Reyna vs. COA (GR 167219)

In the absence of grave abuse of discretion, questions of fact cannot be raised in a petition for certiorari, under Rule 64 of the Rules of Court. The office of the petition for certiorari is not to correct simple errors of judgment; any resort to the said petition under Rule 64, in relation to Rule 65, of the 1997 Rules of Civil Procedure is limited to the resolution of jurisdictional issues. Accordingly, since the validity of the prepayment scheme is inherently a question of fact, the same should no longer be looked into by this Court.

Reyes vs. COA (GR 125129)

To begin with, Article IX-A, Section 7 of the Constitution provides that decision, orders of rulings of the Commission on Audit may be brought to the Supreme Court on certiorari by the aggrieved party. Under Rule 64, Section 2, 1997 Rules of Civil Procedure, judgment or final order of the Commission on Audit may be brought by an aggrieved party to this Court on certiorari under Rule 65.
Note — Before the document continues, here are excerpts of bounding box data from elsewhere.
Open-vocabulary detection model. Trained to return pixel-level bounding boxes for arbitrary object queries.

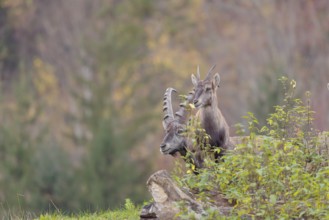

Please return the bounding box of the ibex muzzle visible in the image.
[191,66,229,158]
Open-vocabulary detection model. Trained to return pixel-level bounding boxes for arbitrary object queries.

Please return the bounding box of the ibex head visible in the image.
[191,65,220,107]
[160,88,193,156]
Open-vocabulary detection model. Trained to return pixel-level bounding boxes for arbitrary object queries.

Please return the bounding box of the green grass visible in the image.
[36,199,141,220]
[36,199,141,220]
[0,199,141,220]
[36,209,140,220]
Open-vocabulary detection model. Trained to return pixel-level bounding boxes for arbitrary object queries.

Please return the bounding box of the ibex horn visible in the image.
[175,90,194,124]
[205,64,216,80]
[196,65,201,80]
[163,88,176,125]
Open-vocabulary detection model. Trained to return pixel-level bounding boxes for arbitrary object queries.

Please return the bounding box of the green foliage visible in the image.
[37,199,140,220]
[176,78,329,219]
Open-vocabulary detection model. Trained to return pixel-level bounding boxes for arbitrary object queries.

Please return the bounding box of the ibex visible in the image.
[160,88,202,168]
[191,66,231,160]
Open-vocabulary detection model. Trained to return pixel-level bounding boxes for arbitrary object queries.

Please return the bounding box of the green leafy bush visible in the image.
[175,78,329,219]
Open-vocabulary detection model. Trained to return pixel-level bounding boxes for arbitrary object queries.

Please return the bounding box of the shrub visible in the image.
[175,78,329,219]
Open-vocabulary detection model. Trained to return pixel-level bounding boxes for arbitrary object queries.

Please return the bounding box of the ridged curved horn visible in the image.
[205,64,216,80]
[175,90,194,124]
[163,88,176,126]
[196,65,201,80]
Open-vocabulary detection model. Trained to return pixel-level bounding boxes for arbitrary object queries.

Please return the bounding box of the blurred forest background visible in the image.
[0,0,329,213]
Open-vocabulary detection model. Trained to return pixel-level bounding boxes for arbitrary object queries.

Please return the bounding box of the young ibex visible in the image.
[191,66,231,160]
[160,88,202,168]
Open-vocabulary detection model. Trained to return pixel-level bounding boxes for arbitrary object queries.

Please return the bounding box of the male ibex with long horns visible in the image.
[191,66,231,159]
[160,88,202,168]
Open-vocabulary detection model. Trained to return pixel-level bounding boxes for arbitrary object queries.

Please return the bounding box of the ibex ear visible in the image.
[191,74,198,87]
[213,73,220,87]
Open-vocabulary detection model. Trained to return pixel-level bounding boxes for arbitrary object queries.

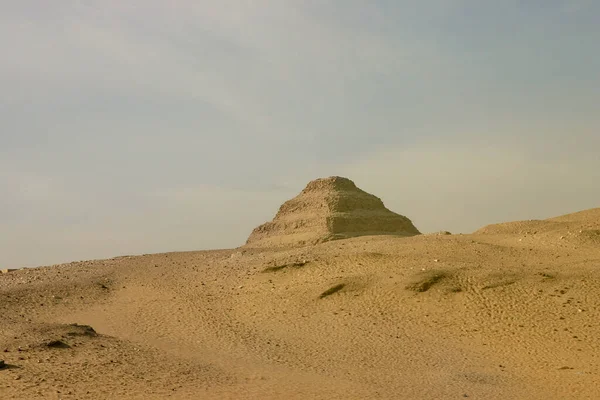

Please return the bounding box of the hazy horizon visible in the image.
[0,0,600,268]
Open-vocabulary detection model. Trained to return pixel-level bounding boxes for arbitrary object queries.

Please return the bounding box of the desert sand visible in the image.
[0,178,600,399]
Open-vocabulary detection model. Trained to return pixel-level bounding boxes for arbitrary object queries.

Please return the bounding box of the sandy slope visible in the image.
[0,209,600,399]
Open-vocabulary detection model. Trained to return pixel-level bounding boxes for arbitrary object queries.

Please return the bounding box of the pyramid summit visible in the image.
[246,176,420,247]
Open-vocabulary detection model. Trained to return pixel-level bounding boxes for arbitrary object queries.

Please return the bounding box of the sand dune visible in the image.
[0,182,600,399]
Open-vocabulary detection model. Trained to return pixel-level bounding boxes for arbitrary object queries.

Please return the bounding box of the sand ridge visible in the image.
[0,182,600,399]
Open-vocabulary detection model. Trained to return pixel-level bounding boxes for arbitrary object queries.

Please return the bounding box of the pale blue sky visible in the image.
[0,0,600,267]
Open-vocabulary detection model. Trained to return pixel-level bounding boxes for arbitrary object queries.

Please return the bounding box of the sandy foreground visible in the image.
[0,209,600,399]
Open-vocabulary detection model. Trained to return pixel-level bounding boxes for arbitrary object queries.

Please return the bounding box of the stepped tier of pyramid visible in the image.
[246,176,420,247]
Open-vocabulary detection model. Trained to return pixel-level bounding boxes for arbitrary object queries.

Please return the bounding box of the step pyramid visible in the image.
[246,176,420,247]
However, the petition in this case was filed on June 17, 1996, prior to the effectivity of the 1997 Rules of Civil Procedure. Nevertheless, the mode of elevating cases decided by the Commission on Audit to this Court was only by petition for certiorari under Rule 65, as provided by the 1987 Constitution. The judgments and final orders of the Commission on Audit are not reviewable by ordinary writ of error or appeal via certiorari to this Court. Only when the Commission on Audit acted without or in excess of jurisdiction, or with grave abuse of discretion amounting to lack or excess of jurisdiction, may this Court entertain a petition for certiorari under Rule 65. Hence, a petition for review on certiorari or appeal by certiorari to the Supreme Court under Rule 44 or 45 of the 1964 Revised Rules of Court is not allowed from any order, ruling or decision of the Commission on Audit.